Mandela pendant la phase de réconciliation, 1990-1994, a dû faire des compromis dynamiques qui fondent aujourd’hui les bases de la première puissance économique du Continent. Il a su renoncer, en effet, à nationaliser une partie de l’économie pour éviter une fuite de capitaux et un effondrement de l’économie. De Mandela on retiendra surtout l’humilité. Une humilité poussée au point ou « comme il faisait son lit il s’y couchait », au grand dam du personnel mis à sa disposition.
Très attaché à l’esprit et à la lettre des lois, il s’est fait Hara-Kiri au cours de son magistère en acceptant des verdicts de tribunaux au cours d’audiences publiques qui n’étaient guère favorables à son gouvernement. Point imbu de pouvoir, et, alors qu’il pouvait faire deux mandats présidentiels, il a volontairement quitté le pouvoir.
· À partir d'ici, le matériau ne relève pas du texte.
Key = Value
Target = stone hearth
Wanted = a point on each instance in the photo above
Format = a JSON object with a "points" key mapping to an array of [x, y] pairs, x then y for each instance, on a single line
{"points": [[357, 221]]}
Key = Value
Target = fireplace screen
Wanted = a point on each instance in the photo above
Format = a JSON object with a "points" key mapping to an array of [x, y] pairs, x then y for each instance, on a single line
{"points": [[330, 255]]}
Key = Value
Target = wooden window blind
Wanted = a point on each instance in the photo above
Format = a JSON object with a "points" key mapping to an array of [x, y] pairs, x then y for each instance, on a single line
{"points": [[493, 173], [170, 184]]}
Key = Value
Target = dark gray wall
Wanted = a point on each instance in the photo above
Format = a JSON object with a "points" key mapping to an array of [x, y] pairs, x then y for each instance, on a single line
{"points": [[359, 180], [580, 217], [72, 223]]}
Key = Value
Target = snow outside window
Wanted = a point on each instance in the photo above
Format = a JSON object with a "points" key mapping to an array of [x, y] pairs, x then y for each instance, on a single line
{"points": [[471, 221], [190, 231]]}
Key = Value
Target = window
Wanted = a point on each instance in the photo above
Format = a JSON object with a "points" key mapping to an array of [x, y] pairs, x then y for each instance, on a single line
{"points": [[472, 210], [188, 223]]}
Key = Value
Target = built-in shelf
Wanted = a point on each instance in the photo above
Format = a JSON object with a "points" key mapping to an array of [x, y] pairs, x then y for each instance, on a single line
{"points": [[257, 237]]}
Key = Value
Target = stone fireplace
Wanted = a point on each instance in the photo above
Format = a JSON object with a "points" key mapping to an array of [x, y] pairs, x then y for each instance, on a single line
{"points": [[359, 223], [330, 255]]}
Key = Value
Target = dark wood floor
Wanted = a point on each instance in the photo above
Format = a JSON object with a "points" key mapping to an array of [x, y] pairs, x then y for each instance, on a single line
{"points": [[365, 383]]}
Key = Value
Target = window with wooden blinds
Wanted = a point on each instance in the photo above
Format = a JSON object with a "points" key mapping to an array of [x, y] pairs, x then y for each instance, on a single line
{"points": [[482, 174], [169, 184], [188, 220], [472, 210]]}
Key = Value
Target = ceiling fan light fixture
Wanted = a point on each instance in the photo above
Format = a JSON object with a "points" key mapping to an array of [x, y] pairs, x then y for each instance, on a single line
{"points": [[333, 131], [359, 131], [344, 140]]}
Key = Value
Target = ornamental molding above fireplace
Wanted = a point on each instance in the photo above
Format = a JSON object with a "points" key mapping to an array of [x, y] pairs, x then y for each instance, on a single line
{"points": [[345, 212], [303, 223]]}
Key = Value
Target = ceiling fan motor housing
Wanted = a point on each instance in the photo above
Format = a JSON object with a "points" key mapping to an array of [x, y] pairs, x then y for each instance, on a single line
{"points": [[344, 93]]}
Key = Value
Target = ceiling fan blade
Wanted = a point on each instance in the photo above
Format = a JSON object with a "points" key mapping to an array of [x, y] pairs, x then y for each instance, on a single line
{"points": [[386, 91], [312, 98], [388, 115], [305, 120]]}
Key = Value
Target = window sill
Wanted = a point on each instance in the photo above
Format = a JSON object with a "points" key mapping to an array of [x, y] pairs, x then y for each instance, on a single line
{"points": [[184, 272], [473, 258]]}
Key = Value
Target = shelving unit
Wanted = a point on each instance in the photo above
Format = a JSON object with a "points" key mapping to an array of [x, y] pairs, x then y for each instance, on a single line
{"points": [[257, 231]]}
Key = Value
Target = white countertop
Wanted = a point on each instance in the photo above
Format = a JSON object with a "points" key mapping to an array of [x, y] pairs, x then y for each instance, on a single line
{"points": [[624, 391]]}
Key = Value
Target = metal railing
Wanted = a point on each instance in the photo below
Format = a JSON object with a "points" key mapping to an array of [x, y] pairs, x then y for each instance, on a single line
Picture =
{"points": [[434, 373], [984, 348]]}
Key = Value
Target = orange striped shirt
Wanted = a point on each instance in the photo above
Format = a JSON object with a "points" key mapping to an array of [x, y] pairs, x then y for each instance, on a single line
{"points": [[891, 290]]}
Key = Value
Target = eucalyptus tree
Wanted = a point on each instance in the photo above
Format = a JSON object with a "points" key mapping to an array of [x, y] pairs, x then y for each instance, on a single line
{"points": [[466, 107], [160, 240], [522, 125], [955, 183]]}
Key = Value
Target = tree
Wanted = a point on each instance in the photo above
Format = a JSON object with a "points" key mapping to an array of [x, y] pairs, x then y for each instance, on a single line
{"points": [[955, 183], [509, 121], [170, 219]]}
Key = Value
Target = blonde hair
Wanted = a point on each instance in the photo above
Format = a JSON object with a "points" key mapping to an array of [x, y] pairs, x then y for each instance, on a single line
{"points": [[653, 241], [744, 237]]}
En quittant le pouvoir Mandela a créé les conditions pour l’émergence d’une classe moyenne issue de la majorité noire sans pour autant combler le gap des disparités criardes entre minorité blanche nantie et majorité noire extrêmement pauvre. Il n’a pas su aussi faire bénéficier au secteur de l’éducation, parent pauvre du développement en Afrique du Sud, du plein potentiel de son aura en poussant pour des réformes drastiques qui auraient pu changer la face de la Nation arc-en-ciel en presque deux décennies de libération. Aujourd’hui au crépuscule de son inestimable parcours de vie, et au regard des manifestions de sympathie autour de sa personne, surtout en provenance de ses compatriotes, on ose espérer que son esprit et sa magie, «the Madiba Magic» sauront faire raison garder à la majorité des Sud-africains pour qu’ils conservent cet humanisme instillé par Mandela. Cet humanisme exige que la xénophobie rampante et la violence policière en direction des Africains n’aient plus cours. Cet humanisme exige que l’arrogance affichée par les politiques et les hommes d’affaires sud-africains se transforment en humilité qui leur permettra de davantage conquérir les marchés énormes de développement du continent dans le cadre de la coopération Sud-Sud et des intérêts bien compris du continent. En regardant et en observant de près le comportement de la génération Mandela née après 1990, l’espoir demeure, qu’arcboutée sur leur solide Constitution, cette génération saura perpétuer l’esprit et la magie Madiba afin que, Mandela, lorsqu’il rentrera dans l’éternité pour la postérité ait « le sourire aux lèvres ». En attendant que le temps fasse son œuvre afin qu’il aille rejoindre, comme tous les mortels, les prairies célestes à partir de son terroir de Qunu, nous lui souhaitons un joyeux anniversaire et un prompt rétablissement! Gilles Eric FOADEY est journaliste, consultant media et interprète -traducteur de conférence qui vit entre Johannesburg en Afrique du Sud et Addis- Ababa, en Éthiopie. Il fut responsable de la Communication du NEPAD de 2009 à 2015.